The veteran K-pop artist, who is also known as a judge on a local television talent show, will headline the concert on Aug. 14, ahead of Korea's Aug. 15 Independence Day from colonial Japan (1910-1945). Called Dokdo in Korea and Takeshima in Japan, the Liancourt Rocks are located between the two Asian countries. It stands as a symbol of Japanese imperialism for Koreans, and North Korea has fully backed South Korea's sovereignty claim over the islets.
Lee will premiere a new song featuring With-U, a choir comprised of 55 young men and women in their 20s-30s who have defected from North Korea. The concert is part of the ON (One Nation) Campaign, a local effort to promote reunification of the two Koreas. In addition to addressing Northeast Asian geopolitical issues, however, the initiative raises humanitarian concerns about the plight of North Korean defectors.

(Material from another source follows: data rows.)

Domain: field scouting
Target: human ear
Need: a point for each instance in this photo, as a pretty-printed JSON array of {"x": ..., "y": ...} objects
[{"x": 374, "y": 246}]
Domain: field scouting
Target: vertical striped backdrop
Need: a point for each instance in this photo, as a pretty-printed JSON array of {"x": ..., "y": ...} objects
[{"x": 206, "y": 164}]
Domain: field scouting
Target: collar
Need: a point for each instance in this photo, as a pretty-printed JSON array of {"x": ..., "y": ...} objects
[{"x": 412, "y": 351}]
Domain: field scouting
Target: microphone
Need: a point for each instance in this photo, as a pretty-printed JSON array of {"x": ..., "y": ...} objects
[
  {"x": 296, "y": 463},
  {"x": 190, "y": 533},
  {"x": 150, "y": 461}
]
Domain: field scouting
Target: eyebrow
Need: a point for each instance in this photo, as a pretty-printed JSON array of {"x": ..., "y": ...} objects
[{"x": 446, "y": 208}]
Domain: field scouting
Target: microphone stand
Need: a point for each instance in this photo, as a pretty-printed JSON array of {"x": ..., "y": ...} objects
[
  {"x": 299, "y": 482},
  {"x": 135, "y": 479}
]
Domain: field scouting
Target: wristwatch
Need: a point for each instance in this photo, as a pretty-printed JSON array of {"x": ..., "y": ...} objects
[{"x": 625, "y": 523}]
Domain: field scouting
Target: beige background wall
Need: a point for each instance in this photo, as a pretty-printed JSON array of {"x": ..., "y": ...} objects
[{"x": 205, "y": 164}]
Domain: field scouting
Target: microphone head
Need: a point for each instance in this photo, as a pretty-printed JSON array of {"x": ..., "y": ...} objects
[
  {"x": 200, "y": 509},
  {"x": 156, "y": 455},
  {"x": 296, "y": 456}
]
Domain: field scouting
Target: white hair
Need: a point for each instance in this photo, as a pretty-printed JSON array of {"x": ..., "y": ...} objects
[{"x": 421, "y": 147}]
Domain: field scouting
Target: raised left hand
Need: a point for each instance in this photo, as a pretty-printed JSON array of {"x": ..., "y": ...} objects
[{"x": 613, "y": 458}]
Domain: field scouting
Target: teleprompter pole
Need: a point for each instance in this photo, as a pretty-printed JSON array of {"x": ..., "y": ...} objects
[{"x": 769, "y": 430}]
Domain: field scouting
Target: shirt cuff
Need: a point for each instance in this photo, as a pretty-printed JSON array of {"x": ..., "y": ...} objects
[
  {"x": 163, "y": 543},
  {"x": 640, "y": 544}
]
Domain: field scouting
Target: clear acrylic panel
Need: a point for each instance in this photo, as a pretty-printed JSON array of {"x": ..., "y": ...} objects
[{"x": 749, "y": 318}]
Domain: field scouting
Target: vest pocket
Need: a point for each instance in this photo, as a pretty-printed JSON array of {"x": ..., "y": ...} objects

Since the Korean War (1950-53), some 25,000 North Koreans are estimated to have escaped the reclusive hermit state, and according to Seoul's Ministry of Unification some 1,500 have annually arrived in South Korea in recent years. However, as chronicled in the internationally acclaimed film by Park Jung-bum, The Journals of Musan, North Korean defectors often face discrimination and poverty in South Korea.
Il Gun Yoon, a North Korean defector, initiated the ON Campaign with Lee to bring together other defectors and ultimately promote Koreas' unification. Esteemed Spanish painter Eva Airmisen also espouses the effort and has designed its logo. The campaign efforts are currently being broadcast in South Korea as a TV documentary.
"Dokdo is one issue where North Korea and South Korea stand on a united front. Both polarized nations believe that Dokdo is inherently Korea's. Performing at Dokdo would be the ultimate symbolic gesture of unification that defines the 'ON' campaign and what Il Gun Yoon first envisioned," said campaign organizers.
"I believe that hope can be conveyed through music, even in the most desperate times. Because music is universal and transcends cultural boundaries, it has a special way of bringing people together. That's what inspired me to start this unification campaign," said Lee.
Lee composed "The Day" for the event next month. It is a collaborative effort with Japan-based Korean composer Yang Bang-ean, Grammy-winning mix engineer Steve Hodge and the Korea Symphony Orchestra. Three versions of "The Day" including an English rendition are due to be released in Korea in August.
"I hope the concert can serve as a stepping stone to help curb the plight of North Koreans," added the singer, who wishes to perform with the defectors at other symbolic venues such as the United Nations headquarters in New York or the Demilitarized Zone (DMZ) separating the two Koreas.
Also included in the concert program is "Arirang," a classic Korean folk song that inspired Kim Ki-duk's Cannes-winning film of the same name. Yang's modern rendition, "Arirang Fantasy," was showcased alongside "Gangnam Style" during South Korean President Park Geun-hye's inauguration ceremony.